The opposite of showrooming (purchasing an item in a physical store after conducting research about it online) has been dubbed by retail observers as webrooming. However, according to a new poll conducted by Accenture, 65% of consumers said they would browse holiday purchases online that they would ultimately buy in person at a store. A slightly smaller proportion (62%) said they would partake in showrooming.
Consumers are drawn to webrooming as a way to avoid shipping costs, fulfill their need for immediate gratification, and avoid some of the guesswork related to purchasing something they can’t physically touch and inspect in person.
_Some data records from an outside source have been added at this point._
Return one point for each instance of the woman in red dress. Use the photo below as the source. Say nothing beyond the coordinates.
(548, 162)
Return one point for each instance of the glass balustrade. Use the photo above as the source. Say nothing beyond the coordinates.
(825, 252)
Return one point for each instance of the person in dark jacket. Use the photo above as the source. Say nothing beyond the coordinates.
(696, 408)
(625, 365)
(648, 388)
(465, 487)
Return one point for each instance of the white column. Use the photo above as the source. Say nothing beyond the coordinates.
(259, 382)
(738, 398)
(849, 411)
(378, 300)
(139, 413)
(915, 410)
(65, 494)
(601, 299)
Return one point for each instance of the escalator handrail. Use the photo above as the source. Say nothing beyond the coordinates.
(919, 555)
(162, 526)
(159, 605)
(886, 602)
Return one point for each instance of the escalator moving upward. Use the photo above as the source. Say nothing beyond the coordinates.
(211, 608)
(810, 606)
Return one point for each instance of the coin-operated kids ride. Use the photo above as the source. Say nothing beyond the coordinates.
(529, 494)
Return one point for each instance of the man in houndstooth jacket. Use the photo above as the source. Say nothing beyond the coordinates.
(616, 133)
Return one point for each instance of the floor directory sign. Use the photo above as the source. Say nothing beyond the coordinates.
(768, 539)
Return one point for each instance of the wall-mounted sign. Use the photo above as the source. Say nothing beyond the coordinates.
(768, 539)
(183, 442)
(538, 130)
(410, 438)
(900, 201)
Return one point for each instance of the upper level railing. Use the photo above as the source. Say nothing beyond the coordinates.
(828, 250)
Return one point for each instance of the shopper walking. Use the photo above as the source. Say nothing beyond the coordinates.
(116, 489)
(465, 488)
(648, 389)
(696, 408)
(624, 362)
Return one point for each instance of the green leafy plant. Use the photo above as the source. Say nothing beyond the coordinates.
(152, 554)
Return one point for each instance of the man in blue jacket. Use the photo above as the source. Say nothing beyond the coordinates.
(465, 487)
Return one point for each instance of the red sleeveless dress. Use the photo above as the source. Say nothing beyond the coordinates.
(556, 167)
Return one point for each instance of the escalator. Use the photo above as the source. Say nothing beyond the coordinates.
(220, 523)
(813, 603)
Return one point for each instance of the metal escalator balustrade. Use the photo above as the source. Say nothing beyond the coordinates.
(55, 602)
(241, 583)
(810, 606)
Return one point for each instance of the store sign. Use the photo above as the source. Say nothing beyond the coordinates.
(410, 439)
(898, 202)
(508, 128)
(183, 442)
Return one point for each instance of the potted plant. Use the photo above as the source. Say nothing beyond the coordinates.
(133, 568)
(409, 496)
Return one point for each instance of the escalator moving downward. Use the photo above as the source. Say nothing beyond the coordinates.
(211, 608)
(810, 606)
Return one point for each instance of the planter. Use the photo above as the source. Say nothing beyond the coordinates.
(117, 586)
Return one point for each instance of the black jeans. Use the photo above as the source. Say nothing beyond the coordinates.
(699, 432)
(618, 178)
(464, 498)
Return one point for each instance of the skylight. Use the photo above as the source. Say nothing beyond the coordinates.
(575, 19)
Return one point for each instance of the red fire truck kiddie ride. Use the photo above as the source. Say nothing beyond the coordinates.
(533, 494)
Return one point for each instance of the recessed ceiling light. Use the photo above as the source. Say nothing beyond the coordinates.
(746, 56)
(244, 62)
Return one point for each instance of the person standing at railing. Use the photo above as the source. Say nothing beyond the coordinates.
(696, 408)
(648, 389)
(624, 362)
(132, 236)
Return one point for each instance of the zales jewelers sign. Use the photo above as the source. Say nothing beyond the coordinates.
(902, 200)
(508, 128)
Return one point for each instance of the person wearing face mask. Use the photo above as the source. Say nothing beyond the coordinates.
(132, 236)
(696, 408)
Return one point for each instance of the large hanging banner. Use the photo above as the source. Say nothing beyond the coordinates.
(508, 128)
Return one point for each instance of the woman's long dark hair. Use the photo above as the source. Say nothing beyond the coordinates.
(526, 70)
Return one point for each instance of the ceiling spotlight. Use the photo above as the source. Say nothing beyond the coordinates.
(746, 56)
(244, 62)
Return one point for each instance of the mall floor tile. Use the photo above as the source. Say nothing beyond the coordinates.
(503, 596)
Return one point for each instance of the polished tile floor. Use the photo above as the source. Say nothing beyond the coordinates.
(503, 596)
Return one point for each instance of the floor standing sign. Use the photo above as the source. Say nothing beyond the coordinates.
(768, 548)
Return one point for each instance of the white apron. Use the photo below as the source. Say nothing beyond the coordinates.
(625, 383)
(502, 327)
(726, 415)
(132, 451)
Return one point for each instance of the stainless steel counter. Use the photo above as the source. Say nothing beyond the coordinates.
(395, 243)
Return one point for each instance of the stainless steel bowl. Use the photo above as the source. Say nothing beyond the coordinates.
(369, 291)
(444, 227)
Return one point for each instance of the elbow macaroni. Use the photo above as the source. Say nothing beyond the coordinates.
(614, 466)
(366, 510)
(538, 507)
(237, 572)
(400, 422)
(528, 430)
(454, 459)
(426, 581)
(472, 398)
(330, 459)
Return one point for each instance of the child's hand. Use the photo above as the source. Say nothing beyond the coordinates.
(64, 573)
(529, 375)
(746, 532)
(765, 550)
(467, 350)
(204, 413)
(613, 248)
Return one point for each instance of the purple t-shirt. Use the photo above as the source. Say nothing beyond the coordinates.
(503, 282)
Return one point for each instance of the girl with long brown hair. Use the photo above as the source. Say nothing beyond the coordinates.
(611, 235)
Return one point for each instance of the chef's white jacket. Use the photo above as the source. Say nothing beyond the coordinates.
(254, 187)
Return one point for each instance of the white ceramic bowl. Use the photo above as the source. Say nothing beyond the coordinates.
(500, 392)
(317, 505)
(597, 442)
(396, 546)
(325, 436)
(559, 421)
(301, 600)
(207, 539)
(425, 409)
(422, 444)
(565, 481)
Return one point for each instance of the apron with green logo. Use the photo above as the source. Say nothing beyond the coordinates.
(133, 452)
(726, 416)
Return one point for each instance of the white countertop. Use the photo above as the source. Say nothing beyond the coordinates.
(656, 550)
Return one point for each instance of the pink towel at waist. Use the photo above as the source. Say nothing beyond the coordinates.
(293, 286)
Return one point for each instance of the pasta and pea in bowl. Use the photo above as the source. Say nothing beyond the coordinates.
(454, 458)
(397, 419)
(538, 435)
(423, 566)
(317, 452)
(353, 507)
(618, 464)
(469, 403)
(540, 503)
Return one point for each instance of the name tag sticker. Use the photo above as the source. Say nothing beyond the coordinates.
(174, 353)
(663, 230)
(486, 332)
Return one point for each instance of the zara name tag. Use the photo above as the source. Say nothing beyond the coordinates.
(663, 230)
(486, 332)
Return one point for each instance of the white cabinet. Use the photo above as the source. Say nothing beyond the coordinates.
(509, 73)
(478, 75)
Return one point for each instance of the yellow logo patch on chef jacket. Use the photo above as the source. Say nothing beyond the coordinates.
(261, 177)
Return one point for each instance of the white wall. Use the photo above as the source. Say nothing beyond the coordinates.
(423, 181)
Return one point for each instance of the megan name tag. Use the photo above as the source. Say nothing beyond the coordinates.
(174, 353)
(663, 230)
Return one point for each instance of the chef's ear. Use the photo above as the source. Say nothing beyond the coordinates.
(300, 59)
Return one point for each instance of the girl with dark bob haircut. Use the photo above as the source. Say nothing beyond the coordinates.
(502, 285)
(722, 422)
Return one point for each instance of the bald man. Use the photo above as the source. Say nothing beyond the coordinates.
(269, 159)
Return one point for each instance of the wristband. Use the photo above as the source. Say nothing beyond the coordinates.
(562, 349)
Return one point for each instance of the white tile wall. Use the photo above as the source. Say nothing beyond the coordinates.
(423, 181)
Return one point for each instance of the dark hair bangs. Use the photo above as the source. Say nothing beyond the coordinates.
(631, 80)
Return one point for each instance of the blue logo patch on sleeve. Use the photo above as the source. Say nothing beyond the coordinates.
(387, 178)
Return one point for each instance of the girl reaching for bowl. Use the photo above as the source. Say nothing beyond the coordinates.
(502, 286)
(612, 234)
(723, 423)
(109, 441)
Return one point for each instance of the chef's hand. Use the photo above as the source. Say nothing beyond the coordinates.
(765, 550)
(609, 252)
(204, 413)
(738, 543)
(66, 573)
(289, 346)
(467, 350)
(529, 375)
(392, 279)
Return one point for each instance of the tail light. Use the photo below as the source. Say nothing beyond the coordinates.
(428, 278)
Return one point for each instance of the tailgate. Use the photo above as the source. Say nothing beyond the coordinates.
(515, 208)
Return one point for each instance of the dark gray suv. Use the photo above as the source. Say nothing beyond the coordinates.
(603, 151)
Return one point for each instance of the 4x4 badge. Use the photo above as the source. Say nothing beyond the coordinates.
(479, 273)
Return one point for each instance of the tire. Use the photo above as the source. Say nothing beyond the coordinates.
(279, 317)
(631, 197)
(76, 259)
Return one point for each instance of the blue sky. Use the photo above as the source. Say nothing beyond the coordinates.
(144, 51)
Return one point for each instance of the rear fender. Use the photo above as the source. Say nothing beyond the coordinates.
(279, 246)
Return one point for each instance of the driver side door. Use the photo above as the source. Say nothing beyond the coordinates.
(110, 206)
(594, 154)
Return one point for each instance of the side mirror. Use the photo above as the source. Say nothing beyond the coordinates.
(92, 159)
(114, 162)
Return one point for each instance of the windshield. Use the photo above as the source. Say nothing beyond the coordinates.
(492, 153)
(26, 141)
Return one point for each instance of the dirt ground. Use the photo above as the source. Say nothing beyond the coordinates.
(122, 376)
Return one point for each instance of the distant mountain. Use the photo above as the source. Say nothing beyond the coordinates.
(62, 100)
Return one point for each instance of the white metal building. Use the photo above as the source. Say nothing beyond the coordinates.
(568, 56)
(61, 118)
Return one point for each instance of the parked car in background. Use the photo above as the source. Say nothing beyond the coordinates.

And because a growing number of brick-and-mortar-based retailers are now willing to match prices on identical items with Amazon and other major e-retailers, shoppers can enjoy the best of both worlds via webrooming: they take advantage of the online reviews, research and low prices offered by Amazon and the Web, as well as the convenience, service, expediency and tangibility of the real-world shopping experience.
The group of consumers that appears most interested in webrooming is also the group that has grown up with online shopping. Research indicates that webrooming is far more popular than showrooming among millennials. In one survey, carried out by ULI and Lachman Associates, 50% of millennials said they prefer buying in stores after doing research online, as opposed to only 11% who indicated they like buying online after checking out goods in real stores.